DA leader Mmusi Maimane says he's written to National Assembly Speaker Baleka Mbete, asking for the debate to be tabled early in the New Year.

Maimane says a motion of no confidence is the best way of holding Zuma to account for sending the economy into a tailspin.

"Our view is his decisions in the last while show his unfitness to hold office."

Maimane wants the opening of Parliament brought forward to the second week of January so the no confidence debate can be held as soon as possible.

"It must be tabled through a secret ballot and members of the executive, who have direct benefit in the matter, cannot participate in the debate."

Maimane believes a secret ballot will stiffen the resolve of ANC MPs to vote against their party's leader.

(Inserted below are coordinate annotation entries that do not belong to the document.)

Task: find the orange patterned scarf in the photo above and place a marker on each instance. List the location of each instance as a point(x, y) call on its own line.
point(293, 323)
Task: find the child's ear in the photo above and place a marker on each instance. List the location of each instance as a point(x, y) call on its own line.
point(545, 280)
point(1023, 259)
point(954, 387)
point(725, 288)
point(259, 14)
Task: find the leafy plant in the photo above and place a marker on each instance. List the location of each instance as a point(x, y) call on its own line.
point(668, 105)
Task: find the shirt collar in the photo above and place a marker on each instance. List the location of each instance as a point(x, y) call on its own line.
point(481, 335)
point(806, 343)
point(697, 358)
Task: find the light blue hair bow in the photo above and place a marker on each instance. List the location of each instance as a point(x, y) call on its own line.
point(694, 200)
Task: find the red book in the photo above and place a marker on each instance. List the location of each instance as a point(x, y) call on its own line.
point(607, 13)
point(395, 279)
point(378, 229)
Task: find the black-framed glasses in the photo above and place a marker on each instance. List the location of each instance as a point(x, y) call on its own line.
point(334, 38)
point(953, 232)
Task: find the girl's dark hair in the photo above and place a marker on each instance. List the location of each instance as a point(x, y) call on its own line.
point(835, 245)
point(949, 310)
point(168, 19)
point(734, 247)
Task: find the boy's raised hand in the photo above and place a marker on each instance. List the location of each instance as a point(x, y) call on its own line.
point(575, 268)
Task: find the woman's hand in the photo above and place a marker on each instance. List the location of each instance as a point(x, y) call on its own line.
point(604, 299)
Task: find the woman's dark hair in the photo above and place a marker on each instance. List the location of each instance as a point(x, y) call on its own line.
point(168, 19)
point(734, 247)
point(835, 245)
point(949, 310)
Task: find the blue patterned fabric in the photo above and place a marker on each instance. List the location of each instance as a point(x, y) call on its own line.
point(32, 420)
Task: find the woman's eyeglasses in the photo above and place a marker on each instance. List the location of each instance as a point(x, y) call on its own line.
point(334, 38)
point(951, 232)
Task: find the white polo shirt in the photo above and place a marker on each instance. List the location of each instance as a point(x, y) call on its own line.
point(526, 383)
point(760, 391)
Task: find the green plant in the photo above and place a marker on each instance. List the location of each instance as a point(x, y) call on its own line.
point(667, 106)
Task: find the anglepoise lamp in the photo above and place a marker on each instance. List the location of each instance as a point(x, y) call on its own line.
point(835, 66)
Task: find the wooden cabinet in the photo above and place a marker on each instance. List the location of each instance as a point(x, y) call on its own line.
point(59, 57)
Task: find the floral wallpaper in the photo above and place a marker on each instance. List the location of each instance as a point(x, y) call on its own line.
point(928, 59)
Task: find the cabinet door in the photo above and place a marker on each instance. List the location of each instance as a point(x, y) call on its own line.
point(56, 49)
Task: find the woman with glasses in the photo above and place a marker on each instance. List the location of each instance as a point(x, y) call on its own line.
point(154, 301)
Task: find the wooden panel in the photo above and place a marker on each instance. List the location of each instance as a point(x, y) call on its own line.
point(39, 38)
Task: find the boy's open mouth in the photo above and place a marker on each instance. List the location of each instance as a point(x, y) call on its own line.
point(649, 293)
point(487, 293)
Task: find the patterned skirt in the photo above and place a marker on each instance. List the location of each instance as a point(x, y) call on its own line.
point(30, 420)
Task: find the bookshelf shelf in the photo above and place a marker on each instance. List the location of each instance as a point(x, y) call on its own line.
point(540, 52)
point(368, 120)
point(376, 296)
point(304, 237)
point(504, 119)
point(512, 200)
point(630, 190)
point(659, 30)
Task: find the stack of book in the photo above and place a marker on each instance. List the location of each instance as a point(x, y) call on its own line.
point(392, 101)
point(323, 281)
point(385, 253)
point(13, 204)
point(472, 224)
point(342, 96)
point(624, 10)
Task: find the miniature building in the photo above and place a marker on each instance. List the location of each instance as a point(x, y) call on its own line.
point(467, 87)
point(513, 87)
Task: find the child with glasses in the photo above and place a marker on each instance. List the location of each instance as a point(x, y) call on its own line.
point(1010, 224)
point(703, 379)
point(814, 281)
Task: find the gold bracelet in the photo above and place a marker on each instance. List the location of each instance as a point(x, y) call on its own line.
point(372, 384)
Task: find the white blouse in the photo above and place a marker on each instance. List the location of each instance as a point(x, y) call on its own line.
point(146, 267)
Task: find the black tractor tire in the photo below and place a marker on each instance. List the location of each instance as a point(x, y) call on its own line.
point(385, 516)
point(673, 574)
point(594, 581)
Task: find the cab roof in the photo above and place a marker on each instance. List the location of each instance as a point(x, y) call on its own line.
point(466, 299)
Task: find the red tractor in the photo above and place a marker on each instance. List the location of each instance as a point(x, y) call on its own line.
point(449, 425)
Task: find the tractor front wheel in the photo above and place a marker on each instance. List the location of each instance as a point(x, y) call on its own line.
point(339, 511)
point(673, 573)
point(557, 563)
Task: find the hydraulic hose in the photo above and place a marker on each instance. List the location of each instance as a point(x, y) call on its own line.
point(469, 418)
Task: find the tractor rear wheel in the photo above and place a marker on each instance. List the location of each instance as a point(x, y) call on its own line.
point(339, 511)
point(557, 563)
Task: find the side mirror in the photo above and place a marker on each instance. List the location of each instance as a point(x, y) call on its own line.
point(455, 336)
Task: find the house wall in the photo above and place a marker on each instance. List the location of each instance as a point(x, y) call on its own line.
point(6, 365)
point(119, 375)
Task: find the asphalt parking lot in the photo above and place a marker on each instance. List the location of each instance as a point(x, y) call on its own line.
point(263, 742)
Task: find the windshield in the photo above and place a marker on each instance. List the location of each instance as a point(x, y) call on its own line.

A motion of no confidence requires a simple majority to succeed, but the DA's stab at a similar motion in May was easily defeated.

At the same time, ANC veteran Mavuso Msimang says the public backlash surrounding Zuma's latest cabinet reshuffle presents an opportunity for the leading party to "regroup".

Msimang is one of many prominent leaders who had warned Zuma against his decision to redeploy Nene.

While he hopes public pressure has influenced Zuma's latest move, Msimang has slated government and its performance over the years, saying the presidency needs to chart a new way forward.

"It's a period that's marked by scandal and misadventure, but worst for me is the fact that this seems to be happening to Jacob Zuma and less of the people sat back and folded their hands. One has to speculate for fear or for lack of understanding that we were being led to an abyss."